Decatur’s overall score was an 86. The district scored an 87 for student achievement, 83 for school progress and 84 for closing the gaps.

“In Decatur ISD, we welcome accountability in various forms and continue to raise the bar locally as well as in response to the accountability measures at the state and federal level. Our ultimate accountability is to our stakeholders and those we serve – our students, parents, staff and community,” said Decatur ISD Superintendent Judi Whitis. “We are proud of our staff for the incredible work they do each day. We know that a single test and a single grade do not define the success that is happening in DISD. A continued focus on a rigorous curriculum, quality instruction and a comprehensive assessment program will result in growth and performance on the state test and any other measures.”

Paradise graded out with an 83, with an 84 for student achievement, 76 for school progress and 82 for closing the gaps.

“We are pleased with the rating of a B,” said Paradise ISD Superintendent Paul Uttley. “We will celebrate our areas of strength and focus on the areas where we can improve. Our administrators, teachers and staff work diligently throughout the year to make sure that all students are successful. I am thrilled with the work that our staff does on a daily basis to meet our students where they are at, and to move them forward. I am also encouraged by the work of this Commissioner in his efforts to make sure that the strengths of the districts are recognized through this accountability system.”

Because it is a single-campus district, Slidell was assigned the rating of met standard with an overall grade of 80. The district had an 80 for student achievement, 84 for school progress and 72 for closing the gaps.

“We are focused on the education of each individual kid,” said Slidell ISD Superintendent Greg Enis. “We don’t even talk accountability with our staff. We are just focused on the kids we have.”

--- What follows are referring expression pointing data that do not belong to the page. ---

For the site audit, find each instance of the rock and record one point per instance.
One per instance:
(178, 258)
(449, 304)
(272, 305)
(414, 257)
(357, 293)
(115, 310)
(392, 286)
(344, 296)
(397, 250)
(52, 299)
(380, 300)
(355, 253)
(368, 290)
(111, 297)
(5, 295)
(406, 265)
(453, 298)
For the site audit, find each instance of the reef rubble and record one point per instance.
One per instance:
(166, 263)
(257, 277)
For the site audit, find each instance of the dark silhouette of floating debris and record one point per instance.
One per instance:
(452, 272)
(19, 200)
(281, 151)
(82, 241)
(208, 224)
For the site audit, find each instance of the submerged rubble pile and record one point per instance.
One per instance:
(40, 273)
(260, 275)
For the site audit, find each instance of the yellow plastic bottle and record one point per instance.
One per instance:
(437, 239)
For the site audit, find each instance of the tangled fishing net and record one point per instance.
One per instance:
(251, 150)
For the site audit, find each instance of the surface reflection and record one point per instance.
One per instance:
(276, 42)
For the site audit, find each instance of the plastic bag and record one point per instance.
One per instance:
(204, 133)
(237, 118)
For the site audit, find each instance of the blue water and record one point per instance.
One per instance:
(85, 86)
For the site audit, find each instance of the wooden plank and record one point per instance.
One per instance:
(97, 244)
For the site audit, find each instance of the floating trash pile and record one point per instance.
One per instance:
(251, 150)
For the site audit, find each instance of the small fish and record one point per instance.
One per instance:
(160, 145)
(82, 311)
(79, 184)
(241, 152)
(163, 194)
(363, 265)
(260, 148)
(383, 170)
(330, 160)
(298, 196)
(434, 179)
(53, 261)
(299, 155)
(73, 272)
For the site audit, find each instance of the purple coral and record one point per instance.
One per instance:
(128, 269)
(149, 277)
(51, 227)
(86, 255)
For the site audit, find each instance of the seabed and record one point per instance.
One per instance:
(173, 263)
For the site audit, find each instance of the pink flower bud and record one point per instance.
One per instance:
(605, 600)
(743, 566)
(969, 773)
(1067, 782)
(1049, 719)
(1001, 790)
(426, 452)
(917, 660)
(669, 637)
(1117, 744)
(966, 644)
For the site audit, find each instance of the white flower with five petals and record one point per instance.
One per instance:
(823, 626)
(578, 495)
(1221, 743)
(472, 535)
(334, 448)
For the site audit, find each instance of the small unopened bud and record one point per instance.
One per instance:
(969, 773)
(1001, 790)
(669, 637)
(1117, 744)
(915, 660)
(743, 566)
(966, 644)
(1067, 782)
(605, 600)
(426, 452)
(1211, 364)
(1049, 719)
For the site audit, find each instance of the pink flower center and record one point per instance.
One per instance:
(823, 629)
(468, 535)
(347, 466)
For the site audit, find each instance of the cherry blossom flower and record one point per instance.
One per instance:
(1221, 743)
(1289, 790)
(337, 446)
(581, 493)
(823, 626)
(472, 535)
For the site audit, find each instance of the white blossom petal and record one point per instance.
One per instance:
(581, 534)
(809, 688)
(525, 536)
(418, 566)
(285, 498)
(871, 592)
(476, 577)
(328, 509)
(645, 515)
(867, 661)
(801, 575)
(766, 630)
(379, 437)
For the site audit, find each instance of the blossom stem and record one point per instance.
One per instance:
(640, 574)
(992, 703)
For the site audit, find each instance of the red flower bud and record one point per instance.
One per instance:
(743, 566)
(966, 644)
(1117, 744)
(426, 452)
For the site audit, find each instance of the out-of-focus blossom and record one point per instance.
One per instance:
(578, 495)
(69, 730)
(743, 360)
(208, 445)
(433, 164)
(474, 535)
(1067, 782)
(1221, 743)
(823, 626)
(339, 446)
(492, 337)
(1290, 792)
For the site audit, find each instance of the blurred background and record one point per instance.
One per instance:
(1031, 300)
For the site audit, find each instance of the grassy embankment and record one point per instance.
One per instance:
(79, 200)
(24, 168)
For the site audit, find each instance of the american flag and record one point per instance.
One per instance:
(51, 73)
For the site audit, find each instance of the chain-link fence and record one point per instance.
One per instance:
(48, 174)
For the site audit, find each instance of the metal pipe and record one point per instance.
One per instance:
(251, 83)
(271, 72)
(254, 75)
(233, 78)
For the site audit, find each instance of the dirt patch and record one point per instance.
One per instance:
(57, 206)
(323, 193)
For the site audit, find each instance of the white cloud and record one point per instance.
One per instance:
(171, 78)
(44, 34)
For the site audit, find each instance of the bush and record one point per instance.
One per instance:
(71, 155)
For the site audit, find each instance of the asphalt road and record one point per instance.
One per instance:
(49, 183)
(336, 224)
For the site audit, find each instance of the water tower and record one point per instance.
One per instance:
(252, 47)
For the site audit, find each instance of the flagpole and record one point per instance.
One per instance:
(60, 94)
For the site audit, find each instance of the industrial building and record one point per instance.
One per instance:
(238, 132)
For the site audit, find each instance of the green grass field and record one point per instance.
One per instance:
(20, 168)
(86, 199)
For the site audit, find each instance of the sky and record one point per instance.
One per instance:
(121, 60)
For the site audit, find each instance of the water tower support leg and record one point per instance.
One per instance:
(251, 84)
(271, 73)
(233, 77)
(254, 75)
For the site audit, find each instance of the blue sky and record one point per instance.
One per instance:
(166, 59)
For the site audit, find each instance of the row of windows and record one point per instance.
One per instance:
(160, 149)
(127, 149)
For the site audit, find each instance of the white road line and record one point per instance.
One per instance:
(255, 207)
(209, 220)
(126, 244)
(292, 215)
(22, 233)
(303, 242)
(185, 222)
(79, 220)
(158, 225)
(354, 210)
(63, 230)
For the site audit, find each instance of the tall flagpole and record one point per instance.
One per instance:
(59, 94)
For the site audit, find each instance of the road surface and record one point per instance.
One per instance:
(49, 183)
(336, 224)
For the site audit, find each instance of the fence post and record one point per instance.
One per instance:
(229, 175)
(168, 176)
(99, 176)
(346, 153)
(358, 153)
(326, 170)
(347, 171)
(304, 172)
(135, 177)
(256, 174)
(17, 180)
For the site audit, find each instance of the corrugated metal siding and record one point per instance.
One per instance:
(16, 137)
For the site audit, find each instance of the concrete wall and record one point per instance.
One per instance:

Along with Boyd, Bridgeport and Chico received C’s.

Bridgeport graded out with a 79. The district scored a 76 for student achievement, 80 for school progress and 76 for closing the gaps.

“We were one point from a B. We were excited about the areas where we improved,” said Bridgeport ISD Superintendent Brandon Peavey. “The information provided areas of opportunity to improve. But I’m sure a single grade is not a true reflection of the work and ability of our students. We’ll take the information, roll up our sleeves and work to continue improving.”

Chico received a score of 78 with a 75 for student achievement, 79 for school progress and 76 for closing the gaps.

Chico ISD Superintendent Don Elsom was critical of the new system.

“The idea that you can take everything a school does in a year’s time and put it into a letter grade is still ludicrous,” Elsom said. “Chico ISD met standard on all of the state’s accountability benchmarks. We received a C overall grade with a scale score of a 78. Do I believe this means anything? No, I do not. I bet you could not even tell me what the 78 scale score means or even where it comes from. We will take the information in the report and use it to evaluate whether or not we are doing our best. If we are, we will do everything we can to keep doing it. If not, we will work to improve ourselves.”

Elsom also pointed out that school districts throughout the state outperformed charter schools.

“While 96 percent of non-profit public schools met the standard and only 90 percent of charter schools did,” Elsom said.